Thy name, as well as thy justice, shall remain forever, O St. Thomas, because thou hast distributed and given to the poor (Ps. 111:9); all the church of the saints shall declare thy alms (Ecclus. 31:11). Teach us to show mercy to our brethren, so that, by thy prayers, we may obtain for ourselves the mercy of God. Thou hast great power with the Queen of Heaven, whose praises thou didst love to celebrate, and whose birthday on earth was thy birthday in Heaven. Give us an ever increasing knowledge of Her, and an ever growing love. May the preachers of the true Faith throughout the world profit by the writings thou has fortunately left us—monuments of that eloquence which made thee the oracle of princes, the light of the poor, and the mouthpiece of the Holy Ghost (Pope Alexander VII, Bull of Canonization). Martyrdom of the Theban Legion

The Same Day—Saint Maurice and the Martyrs of the Theban Legion

"At Sion in Valais (a canton of Switzerland), at a place called Aguanum (now called Saint-Maurice), the birthday of the holy martyrs Maurice, Exuperius, Candidus, Victor, Innocent, and Vitalis, with their companions of the Theban Legion, who were massacred under Maximian for the name of Christ, and filled the whole world with the renown of their martyrdom" (Roman Martyrology—Sept. 22). Let us unite with Rome in paying honor to these valiant soldiers, the glorious patrons of Christian armies as well as of numerous churches. "Emperor," said they, "we are thy soldiers, but we are also the servants of God.

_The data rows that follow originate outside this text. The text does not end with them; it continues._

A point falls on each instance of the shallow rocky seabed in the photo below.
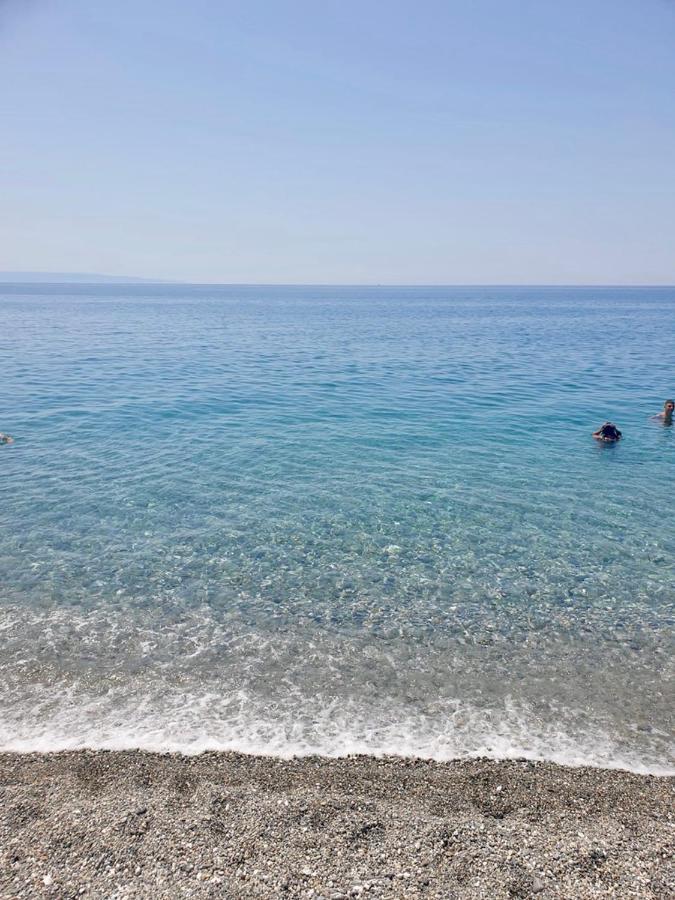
(134, 824)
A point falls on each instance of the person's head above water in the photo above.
(608, 433)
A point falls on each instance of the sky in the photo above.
(426, 142)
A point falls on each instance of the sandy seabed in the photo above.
(118, 824)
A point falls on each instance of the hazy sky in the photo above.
(435, 141)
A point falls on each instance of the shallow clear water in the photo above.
(290, 520)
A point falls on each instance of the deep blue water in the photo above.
(295, 519)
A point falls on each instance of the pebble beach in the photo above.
(120, 824)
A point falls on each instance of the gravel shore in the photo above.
(142, 825)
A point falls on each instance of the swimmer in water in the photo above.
(667, 415)
(608, 433)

To Him we took our first oaths; if we break them, how canst thou trust us to keep our oaths to thee?" No command, no discipline can overrule our baptismal vows. Every soldier is bound, in honor and in conscience, to obey the Lord of Hosts in preference to all human commanders, who are but His subalterns. These Christian soldiers, who suffered in the third century, were commanded something against their Faith. When they refused, they were tried by the discipline known as decimation, that is—every tenth of their number was put to the sword. The rest were then given another opportunity to comply with the wicked order they had refused to obey. When these remained firm, the decimation was repeated. These slaughters continued until they had all suffered martyrdom.

However, a detachment of some fifty Christian soldiers of the same Theban Legion had been sent to Colonia Agrippina (Cologne, Germany) under the leadership of St. Gereon. There they too won the palm of martyrdom. They are greatly venerated in Cologne and the Rheinland.